Spoofing happens when someone sends emails making it look like it they were sent from your account. In reality, the emails are sent through a spoofer's non-AOL server. They show your address in the "From" field to trick people into opening them and potentially infecting their accounts and computers.

Differences between hacked and spoofed

A compromised (hacked) account means someone else accessed your account by obtaining your password. Spoofed email occurs when the "From" field of a message is altered to show your address, which doesn't necessarily mean someone else accessed your account. You can identify whether your account is hacked or spoofed with the help of your Sent folder.

• Your account has most likely been spoofed if you DO NOT find any strange email in your Sent Folder.
• Your account has been compromised when you find email in your Sent folder that you did NOT send.

Signs of a spoofed account

If you experience any of the signs below, it's likely your account is being spoofed. Please be aware that unrecognized emails in your sent folder is not a sign of a spoofed account and is an indicator that your account was hacked.

• Your contacts are receiving emails that you didn't send.
• You receive spam emails from your own email address.
• You're getting MAILER-DAEMON messages that don't match any messages you sent.

If you received a spoofed email, be sure to report the email as spam.

Keep your account secure

While there isn't an industry-wide way to stop people from spoofing, you can take some steps to make sure your account remains secure.

Ensure you have antivirus software installed and updated.
Visit our Safety and Security page to learn more about protecting your account and yourself online.
Change your password regularly and make sure your password is strong and not the same one you use on other sites.

If you think your account might have been compromised, review our help article for ways to secure your account.

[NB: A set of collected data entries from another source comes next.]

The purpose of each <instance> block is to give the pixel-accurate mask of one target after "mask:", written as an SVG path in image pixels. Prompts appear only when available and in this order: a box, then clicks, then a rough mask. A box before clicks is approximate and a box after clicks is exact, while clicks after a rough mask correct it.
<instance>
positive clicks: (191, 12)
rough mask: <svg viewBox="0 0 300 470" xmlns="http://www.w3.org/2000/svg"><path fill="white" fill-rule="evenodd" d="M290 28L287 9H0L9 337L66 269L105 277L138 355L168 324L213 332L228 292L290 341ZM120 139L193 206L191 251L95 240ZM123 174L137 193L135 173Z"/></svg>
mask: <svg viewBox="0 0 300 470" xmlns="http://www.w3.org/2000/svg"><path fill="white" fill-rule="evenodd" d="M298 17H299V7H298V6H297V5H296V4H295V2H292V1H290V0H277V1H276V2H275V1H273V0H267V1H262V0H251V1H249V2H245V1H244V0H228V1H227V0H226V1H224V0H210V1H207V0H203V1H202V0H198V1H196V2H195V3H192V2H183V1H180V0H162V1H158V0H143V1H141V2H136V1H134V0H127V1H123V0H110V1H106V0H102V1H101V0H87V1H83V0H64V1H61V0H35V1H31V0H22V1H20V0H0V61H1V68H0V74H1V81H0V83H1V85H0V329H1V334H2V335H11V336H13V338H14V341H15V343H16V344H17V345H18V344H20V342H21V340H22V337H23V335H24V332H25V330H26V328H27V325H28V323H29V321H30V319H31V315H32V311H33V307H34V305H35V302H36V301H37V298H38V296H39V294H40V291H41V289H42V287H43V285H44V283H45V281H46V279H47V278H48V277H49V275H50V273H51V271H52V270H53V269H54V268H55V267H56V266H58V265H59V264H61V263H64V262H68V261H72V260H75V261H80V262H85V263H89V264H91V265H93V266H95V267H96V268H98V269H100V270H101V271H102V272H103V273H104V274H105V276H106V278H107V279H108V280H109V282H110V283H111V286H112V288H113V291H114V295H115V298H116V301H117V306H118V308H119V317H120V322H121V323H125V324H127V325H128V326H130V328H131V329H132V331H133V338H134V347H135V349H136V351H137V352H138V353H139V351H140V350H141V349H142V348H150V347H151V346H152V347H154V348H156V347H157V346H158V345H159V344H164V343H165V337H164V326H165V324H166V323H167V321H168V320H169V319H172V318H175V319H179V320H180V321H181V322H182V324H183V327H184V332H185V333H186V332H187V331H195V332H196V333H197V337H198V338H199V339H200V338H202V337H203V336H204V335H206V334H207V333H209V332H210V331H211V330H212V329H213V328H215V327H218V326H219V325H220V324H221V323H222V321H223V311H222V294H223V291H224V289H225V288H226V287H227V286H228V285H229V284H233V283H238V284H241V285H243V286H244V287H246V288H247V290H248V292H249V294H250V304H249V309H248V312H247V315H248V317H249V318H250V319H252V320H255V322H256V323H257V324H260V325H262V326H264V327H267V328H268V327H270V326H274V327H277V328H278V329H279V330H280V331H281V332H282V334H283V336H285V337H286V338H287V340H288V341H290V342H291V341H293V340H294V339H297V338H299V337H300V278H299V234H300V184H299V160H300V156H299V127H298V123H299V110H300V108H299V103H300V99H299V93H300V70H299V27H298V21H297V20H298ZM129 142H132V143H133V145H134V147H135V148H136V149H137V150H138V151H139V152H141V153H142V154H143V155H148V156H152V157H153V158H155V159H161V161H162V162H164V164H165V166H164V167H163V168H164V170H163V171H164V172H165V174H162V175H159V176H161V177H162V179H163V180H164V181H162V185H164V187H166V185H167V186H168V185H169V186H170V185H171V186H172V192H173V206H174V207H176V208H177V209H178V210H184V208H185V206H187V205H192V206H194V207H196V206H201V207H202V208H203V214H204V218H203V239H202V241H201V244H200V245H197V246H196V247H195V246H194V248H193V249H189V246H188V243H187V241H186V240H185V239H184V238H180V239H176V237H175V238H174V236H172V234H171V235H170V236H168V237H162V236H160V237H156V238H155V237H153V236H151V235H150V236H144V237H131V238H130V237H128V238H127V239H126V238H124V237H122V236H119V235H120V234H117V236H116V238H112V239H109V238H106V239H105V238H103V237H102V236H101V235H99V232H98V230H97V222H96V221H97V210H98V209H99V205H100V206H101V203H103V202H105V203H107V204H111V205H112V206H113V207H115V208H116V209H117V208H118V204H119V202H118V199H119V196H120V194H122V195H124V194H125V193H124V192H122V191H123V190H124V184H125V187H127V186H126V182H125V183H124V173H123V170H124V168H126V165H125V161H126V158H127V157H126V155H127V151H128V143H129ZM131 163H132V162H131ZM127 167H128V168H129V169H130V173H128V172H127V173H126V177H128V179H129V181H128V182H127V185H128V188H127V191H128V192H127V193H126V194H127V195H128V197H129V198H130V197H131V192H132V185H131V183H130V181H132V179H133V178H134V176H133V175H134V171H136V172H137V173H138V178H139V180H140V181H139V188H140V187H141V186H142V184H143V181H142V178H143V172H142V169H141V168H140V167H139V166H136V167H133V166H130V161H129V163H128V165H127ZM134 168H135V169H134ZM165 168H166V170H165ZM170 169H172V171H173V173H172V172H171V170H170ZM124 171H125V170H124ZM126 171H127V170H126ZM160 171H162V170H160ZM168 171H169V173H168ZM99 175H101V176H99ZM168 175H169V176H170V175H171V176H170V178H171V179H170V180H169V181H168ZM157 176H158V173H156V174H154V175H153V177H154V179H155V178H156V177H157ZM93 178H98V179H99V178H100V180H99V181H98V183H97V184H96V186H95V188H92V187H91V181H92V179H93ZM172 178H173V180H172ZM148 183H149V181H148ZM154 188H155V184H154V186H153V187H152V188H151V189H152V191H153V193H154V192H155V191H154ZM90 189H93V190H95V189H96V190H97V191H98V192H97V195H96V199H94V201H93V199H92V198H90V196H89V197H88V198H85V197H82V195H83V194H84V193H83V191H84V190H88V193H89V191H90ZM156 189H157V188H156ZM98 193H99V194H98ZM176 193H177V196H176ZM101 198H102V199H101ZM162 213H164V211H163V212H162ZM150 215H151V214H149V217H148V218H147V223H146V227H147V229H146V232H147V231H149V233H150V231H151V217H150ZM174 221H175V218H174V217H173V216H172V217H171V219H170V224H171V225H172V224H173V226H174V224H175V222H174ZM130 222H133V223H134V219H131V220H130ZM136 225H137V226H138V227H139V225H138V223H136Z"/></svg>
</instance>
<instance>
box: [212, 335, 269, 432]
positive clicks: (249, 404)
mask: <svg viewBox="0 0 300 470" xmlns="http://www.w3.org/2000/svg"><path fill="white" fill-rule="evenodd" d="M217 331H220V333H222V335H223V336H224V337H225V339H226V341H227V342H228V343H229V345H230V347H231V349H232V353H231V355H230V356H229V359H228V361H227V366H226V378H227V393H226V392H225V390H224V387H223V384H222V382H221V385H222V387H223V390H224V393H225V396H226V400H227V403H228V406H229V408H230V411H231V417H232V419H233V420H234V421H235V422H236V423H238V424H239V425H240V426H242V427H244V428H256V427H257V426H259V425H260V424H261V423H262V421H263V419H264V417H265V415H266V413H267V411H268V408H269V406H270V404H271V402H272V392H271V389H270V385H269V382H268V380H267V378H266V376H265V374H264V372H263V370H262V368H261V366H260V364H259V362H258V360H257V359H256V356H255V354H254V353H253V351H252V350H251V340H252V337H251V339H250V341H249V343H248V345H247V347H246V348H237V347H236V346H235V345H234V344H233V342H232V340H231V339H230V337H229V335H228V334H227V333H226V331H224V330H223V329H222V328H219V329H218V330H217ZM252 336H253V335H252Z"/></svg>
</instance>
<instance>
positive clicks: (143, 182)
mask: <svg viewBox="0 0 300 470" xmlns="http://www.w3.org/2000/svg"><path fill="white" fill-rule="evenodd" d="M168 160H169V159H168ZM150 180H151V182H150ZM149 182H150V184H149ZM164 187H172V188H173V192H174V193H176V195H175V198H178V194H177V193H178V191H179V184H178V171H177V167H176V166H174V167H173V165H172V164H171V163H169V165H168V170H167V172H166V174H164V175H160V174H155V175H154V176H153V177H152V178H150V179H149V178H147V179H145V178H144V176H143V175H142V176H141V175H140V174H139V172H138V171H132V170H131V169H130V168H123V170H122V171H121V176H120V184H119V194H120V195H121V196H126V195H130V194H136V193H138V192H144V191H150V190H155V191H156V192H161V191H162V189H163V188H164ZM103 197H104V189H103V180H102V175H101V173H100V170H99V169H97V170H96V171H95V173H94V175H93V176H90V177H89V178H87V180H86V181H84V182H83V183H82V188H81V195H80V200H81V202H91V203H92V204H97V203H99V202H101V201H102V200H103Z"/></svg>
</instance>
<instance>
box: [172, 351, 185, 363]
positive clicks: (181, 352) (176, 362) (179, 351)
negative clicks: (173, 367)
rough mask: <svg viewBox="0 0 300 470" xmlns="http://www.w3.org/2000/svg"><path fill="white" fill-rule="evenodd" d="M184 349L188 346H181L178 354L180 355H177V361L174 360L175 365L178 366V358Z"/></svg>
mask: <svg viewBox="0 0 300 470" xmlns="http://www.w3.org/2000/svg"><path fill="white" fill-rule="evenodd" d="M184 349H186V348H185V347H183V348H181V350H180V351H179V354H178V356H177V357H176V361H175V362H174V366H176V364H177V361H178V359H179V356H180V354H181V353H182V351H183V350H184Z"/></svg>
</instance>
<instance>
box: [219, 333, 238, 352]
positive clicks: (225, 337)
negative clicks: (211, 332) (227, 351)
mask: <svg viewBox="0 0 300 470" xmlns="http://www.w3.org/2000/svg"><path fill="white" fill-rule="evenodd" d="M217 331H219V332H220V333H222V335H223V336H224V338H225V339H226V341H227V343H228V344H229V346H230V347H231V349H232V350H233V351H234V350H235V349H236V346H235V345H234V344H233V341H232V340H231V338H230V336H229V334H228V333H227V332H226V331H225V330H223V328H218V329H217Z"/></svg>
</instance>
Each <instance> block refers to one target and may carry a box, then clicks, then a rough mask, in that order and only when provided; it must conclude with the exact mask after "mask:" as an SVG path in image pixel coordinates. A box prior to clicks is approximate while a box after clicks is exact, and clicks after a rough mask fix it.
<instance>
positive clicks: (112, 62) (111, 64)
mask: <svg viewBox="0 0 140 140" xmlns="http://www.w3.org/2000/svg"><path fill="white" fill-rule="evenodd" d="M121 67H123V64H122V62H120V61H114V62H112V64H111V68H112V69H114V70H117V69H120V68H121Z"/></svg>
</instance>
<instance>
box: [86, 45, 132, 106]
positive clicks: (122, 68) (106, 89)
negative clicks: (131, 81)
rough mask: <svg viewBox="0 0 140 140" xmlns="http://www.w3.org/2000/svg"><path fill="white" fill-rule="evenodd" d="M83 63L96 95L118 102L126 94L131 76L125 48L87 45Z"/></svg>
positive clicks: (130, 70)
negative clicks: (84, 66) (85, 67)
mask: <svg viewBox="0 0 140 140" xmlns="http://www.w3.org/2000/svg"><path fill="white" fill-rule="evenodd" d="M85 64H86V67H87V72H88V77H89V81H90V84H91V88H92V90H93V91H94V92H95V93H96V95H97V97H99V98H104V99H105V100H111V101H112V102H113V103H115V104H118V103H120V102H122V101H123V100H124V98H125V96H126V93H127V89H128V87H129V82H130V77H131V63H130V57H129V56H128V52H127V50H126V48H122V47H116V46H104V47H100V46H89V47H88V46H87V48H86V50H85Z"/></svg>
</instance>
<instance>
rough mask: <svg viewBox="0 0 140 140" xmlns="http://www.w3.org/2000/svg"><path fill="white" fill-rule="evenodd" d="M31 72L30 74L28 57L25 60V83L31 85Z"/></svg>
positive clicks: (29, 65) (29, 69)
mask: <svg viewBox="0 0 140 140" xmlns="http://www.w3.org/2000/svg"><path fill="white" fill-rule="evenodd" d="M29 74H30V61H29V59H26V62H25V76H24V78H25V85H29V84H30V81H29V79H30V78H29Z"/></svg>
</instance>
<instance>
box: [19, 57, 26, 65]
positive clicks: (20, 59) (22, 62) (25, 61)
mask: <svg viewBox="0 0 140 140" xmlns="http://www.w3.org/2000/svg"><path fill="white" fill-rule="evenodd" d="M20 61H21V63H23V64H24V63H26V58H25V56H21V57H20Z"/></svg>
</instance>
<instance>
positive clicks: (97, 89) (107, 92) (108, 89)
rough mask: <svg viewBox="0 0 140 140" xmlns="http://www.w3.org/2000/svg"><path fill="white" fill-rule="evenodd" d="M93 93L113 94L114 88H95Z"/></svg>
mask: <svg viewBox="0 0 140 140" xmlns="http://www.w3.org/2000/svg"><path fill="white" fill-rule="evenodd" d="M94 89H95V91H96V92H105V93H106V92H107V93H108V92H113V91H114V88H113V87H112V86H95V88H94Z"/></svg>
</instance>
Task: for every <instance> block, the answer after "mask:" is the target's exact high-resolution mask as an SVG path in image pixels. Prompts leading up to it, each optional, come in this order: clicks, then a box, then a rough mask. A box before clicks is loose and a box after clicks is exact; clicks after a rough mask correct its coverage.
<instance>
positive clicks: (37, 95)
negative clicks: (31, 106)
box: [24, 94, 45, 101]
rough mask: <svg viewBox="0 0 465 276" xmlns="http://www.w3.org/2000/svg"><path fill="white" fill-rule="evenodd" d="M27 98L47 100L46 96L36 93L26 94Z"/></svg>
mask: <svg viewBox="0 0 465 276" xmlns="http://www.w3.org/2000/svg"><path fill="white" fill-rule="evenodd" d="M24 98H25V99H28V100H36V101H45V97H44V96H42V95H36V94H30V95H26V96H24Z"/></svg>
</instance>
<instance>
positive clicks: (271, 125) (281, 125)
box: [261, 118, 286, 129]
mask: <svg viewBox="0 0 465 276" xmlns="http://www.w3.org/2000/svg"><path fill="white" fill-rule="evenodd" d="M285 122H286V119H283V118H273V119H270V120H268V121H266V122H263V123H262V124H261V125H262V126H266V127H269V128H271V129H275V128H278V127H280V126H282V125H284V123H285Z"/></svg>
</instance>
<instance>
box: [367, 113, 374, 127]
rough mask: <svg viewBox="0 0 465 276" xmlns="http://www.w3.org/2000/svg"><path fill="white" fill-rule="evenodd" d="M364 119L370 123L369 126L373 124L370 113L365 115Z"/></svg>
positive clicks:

What is AOL doing to prevent spoofing?

AOL takes your security very seriously, and as such, we stay ahead of this problem by updating our DMARC policy to tell other compliant providers like Yahoo, Gmail, and Outlook to reject mail from AOL address sent from non-AOL servers.

While some legitimate emails come through this way via mailing lists and bulk senders, it also provides the means for spammers to take advantage. By switching AOL Mail's policy to reject these, we significantly impact spammers' attempts to scam our customers.